Carmencita raised her left hand and let it drop again. Itzaak gave her the pencil and brought over the pad. Carmencita was right-handed, but that was much too complicated a problem to go into at this point. She couldn’t sit up to see what she was writing, either. It hurt too much to move her head in any direction at all. She felt the pencil in her fingers and brushed against the paper on the pad with the side of her hand. Then she gave it a try.
Si, she wrote. She couldn’t remember the English word for it. It was a perfectly simple word. She’d known it since she was two. She just couldn’t remember it.
Itzaak picked up the pad and looked at it.
“S. I.” He shook his head. “This is the beginning of a word, Carmencita? Do you want me to try to figure out what it is?”
She gestured and he gave the pad back to her.
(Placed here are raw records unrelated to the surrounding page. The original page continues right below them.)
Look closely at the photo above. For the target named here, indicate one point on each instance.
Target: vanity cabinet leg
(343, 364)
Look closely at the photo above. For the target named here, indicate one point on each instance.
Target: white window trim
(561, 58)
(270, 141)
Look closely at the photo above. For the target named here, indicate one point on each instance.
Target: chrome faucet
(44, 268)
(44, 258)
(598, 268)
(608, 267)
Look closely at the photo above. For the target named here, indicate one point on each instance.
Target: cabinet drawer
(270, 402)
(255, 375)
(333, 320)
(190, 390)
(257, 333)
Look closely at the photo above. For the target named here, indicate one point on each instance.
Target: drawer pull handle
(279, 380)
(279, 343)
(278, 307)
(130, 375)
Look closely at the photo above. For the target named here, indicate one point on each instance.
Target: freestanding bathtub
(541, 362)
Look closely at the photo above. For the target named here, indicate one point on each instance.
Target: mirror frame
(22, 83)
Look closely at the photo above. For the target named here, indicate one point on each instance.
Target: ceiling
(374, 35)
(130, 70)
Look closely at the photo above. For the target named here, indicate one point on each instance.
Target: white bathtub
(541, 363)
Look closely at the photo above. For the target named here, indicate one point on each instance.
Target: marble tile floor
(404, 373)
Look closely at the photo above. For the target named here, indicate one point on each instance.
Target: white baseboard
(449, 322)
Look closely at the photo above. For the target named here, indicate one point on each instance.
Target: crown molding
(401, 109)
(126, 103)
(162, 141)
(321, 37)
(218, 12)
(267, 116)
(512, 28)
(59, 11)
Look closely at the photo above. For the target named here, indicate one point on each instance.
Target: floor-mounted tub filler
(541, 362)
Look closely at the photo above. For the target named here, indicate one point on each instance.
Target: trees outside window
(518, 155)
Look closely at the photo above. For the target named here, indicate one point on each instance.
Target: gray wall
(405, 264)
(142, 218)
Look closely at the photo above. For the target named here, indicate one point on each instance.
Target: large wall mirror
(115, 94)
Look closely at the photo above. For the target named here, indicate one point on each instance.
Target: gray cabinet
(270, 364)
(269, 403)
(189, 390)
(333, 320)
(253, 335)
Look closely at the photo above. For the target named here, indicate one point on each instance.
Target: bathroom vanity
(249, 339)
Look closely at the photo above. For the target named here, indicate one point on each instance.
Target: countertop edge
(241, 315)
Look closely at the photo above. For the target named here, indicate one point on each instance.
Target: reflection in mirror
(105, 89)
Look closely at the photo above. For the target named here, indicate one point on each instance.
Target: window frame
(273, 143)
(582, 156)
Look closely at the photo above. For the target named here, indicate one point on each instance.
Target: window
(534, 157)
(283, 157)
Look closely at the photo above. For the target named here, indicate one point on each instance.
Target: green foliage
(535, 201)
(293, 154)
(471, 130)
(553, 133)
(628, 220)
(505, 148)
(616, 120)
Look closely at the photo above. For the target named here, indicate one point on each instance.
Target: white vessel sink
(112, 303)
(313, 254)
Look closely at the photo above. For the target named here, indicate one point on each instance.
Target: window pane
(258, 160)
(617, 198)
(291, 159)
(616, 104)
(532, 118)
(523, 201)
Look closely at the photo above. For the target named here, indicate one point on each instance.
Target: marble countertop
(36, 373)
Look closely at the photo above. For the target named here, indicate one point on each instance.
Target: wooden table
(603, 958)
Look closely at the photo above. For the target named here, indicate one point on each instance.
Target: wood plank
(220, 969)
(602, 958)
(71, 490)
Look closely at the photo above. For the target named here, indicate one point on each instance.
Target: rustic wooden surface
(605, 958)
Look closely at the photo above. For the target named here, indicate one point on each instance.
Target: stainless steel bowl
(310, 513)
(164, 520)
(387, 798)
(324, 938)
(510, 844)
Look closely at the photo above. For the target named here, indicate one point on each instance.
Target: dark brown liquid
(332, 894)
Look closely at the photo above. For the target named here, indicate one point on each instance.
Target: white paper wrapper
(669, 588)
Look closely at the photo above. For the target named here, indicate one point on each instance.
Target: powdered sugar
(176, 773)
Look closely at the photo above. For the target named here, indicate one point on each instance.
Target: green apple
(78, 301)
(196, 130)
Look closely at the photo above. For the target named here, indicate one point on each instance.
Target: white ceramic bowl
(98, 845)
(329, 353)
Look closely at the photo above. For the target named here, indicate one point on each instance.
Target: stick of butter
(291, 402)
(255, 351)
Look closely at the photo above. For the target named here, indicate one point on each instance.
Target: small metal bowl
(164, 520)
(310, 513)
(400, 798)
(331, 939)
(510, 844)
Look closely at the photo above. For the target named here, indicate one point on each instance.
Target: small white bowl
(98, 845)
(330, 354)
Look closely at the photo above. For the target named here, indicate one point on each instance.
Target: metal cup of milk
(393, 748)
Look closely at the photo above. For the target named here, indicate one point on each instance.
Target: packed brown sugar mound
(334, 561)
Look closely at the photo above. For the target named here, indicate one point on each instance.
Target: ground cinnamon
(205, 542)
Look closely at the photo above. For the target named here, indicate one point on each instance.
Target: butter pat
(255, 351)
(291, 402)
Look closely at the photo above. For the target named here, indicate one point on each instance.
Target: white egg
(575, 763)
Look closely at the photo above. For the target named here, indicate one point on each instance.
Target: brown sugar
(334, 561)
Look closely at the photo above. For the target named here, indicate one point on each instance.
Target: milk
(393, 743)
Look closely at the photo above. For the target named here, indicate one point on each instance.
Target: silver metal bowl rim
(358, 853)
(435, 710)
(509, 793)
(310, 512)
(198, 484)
He held it down under her hand to help. She wrote, si, again, and then, in a burst of brilliance and energy she wouldn’t be able to match for several days, she followed with NOT NO.
Itzaak took the pad. “S. I. Not no. Oh. Oh. I see. Si. Not no. Yes.”
Carmencita got the pad back and wrote, SI in the biggest letters she could make. She wondered what they looked like.
“Yes,” Itzaak said happily. “You mean yes. But yes what? That you will like Hanukkah?”
If the human race had to rely on the perceptive intelligence of men, Carmencita thought, it would have been extinct a couple of million years ago. She gestured for the return of the pad and got it. She got a grip on the pencil and tried one more time. She was really very tired. Exhausted. It was difficult to keep this up. She got out some semblance of MAR—she really wished she could see what she was doing—but that was as far as she could go. Her hand felt numb.
Itzaak looked worried. He took the pad away from her but didn’t look at it. Instead, he stared into her face.
“You should not put yourself to so much effort. You will make yourself more sick than you already have to be. It is not something I would like to happen.”
It wasn’t something Carmencita wanted to happen, either. She raised her left hand and lowered it again, doing her best to point to the pad.
Itzaak got the message. He looked down at the pad and read. “M. A. R.” He looked thoroughly bewildered.
“Yes, not no. And mar. Carmencita—”
Carmencita Boaz had heard often enough about light bulbs going on over people’s heads. She had seen enough animated movies and read enough comic books to know it was a popular culture cliché. She had never seen anything in real life that might equate to it. Itzaak’s face at this moment did. His eyes were brighter. His smile was wider. His face glowed as if he’d been hit by a hot pink spot. He was ecstatic.
“Carmencita,” he said. “Carmencita, this is wonderful. You will marry me. You will marry me.”
Carmencita raised her hand and lowered it again.
“Of course,” Itzaak told her, “this is no place for a woman like you to receive a proposal of marriage. We will go out as soon as you are better and do it all properly, in a restaurant, with candlelight. I will start at the beginning and tell you I love you and go right on to the end. And in a year, Carmencita, I will be an American citizen. Do you understand?”